Chaval Response-XRT gloves,

$390, www.chavalusa.com

Electrically heated gloves can save your fingers in extreme cold, but there are two challenges in making them. One is getting the heat evenly distributed. The other is preserving battery power.

Chaval claims to have solved those problems by using a polymer film instead of wires. The polymer delivers power specifically to the coldest spots to preserve battery power. The company claims the gloves stay warm up to three times as long as conventional gloves that use electrical wires and are set to a similar temperature.

The problem with conventional electric heating elements is that they heat uniformly. That sounds good, but if part of your hand is exposed to wind -- say you are on a snowmobile -- one section of the glove can get cold, while the parts tucked around the grips and out of the wind get too warm. All the while, the gloves draw power steadily.

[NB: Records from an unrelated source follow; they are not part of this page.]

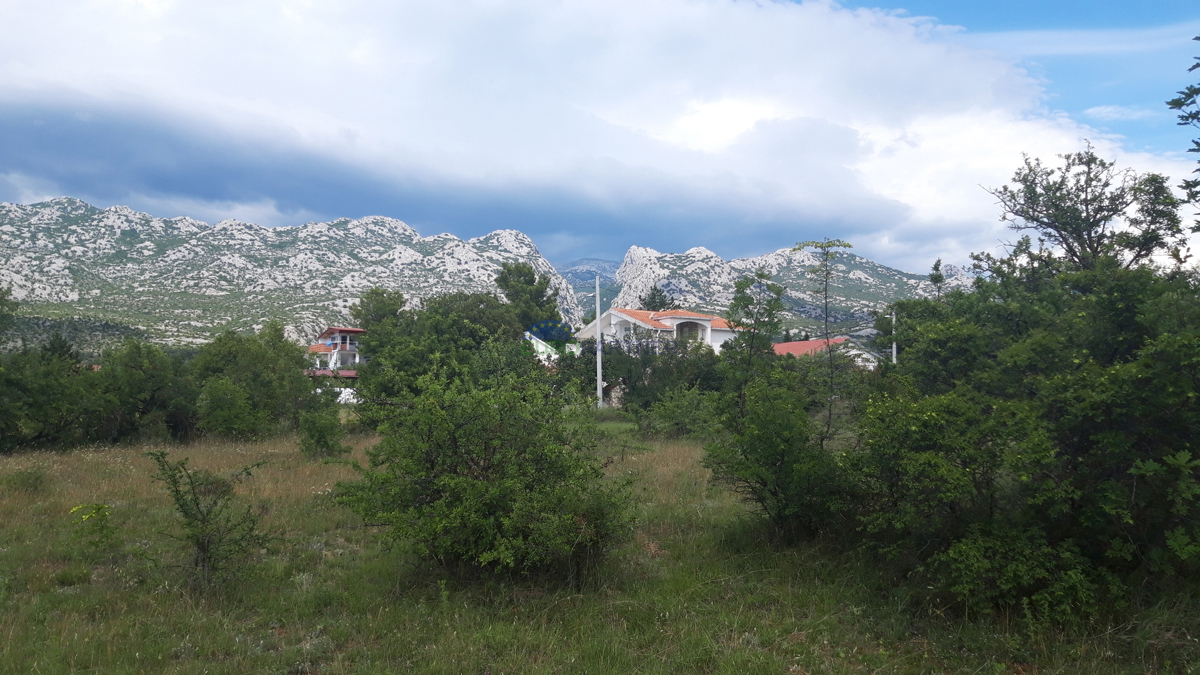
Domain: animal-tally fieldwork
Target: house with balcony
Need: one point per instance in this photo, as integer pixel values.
(631, 326)
(336, 350)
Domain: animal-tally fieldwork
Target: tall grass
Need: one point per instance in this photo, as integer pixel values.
(700, 589)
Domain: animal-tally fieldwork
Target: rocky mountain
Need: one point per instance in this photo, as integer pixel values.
(701, 280)
(183, 281)
(582, 274)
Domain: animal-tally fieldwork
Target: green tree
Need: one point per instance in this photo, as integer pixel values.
(936, 278)
(217, 533)
(226, 410)
(267, 366)
(442, 335)
(1187, 105)
(769, 459)
(827, 249)
(1049, 414)
(1089, 210)
(7, 310)
(529, 293)
(657, 300)
(151, 392)
(496, 475)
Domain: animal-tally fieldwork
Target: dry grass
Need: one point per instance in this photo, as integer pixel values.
(699, 590)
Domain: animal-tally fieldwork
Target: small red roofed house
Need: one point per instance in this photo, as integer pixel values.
(336, 348)
(805, 347)
(619, 323)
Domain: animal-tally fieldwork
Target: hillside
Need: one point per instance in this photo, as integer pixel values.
(183, 281)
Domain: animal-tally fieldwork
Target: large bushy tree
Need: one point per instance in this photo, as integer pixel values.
(529, 293)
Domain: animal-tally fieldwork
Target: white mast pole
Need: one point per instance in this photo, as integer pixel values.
(893, 336)
(599, 357)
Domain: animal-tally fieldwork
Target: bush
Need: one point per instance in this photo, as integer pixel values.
(226, 411)
(497, 476)
(321, 434)
(769, 459)
(217, 533)
(684, 411)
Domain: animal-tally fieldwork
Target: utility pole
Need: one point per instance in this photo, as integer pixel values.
(599, 352)
(893, 336)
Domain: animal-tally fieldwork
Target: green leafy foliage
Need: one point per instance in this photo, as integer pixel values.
(1090, 210)
(443, 335)
(322, 432)
(1049, 414)
(7, 309)
(226, 410)
(528, 293)
(153, 395)
(498, 476)
(219, 535)
(95, 530)
(1187, 105)
(685, 411)
(756, 311)
(771, 460)
(252, 384)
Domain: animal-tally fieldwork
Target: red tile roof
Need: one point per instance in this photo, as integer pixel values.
(804, 347)
(652, 318)
(327, 372)
(333, 329)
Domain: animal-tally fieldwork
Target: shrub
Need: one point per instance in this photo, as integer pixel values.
(771, 460)
(321, 434)
(226, 411)
(684, 411)
(497, 476)
(217, 533)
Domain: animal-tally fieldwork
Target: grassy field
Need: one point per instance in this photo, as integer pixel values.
(699, 589)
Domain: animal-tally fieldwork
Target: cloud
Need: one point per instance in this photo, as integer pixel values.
(1084, 42)
(1121, 113)
(592, 125)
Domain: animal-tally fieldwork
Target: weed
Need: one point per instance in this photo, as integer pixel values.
(28, 481)
(217, 533)
(95, 530)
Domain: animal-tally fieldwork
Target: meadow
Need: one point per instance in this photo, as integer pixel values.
(700, 587)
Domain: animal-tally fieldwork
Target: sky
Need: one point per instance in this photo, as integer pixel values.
(591, 125)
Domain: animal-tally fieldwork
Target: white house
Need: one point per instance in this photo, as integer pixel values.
(336, 348)
(619, 324)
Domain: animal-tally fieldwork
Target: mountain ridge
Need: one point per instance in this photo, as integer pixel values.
(181, 280)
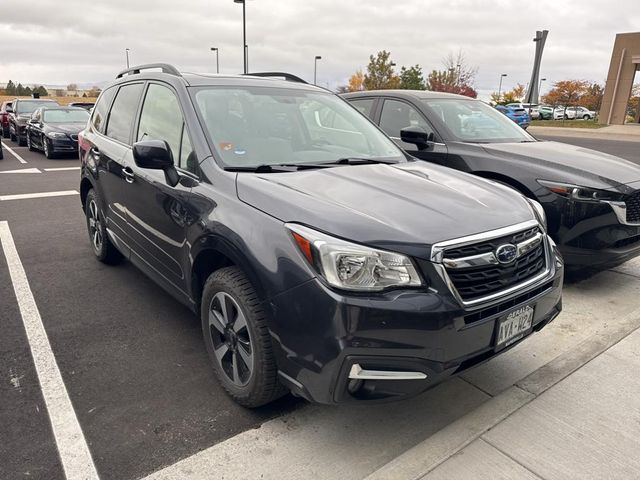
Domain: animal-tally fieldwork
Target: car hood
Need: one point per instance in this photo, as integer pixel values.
(69, 128)
(570, 163)
(406, 207)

The polymer in the Chaval Response-XRT gloves becomes denser when it gets cold. The denser it gets, the more conductive it gets. The more conductive spots then automatically draw more power and get hotter. That also lets the battery dole out power at a variable rate. The gloves are available for $390 directly from Chaval, online only.

AN UNDERSEA EFFECT

TO HELP CHILDREN SLEEP

Tranquil Turtle, $55, www.cloudb.com

It's a struggle faced by many parents: getting children to sleep at night. The Tranquil Turtle from Cloud B is here to lend a helping flipper by combining three sleep aids in one: a plush toy, a night light and a music box.

The turtle creates an underwater effect with tiny lights that shine beneath its opaque shell. The lights revolve slowly, casting a shimmery, aquamarine scene across the ceiling.

The turtle also plays a tune or, for parents who prefer ambient sounds, the soft rumble of distant ocean waves.

To save battery power, the turtle shuts off after 23 minutes. There is no option for continuous play. A timer that could run for at least an hour or two would be a nice addition, because children often wake up the moment their music shuts off.

The Tranquil Turtle is priced at $55, but it can be found at retailers like Amazon.com and Bed Bath & Beyond for around $40.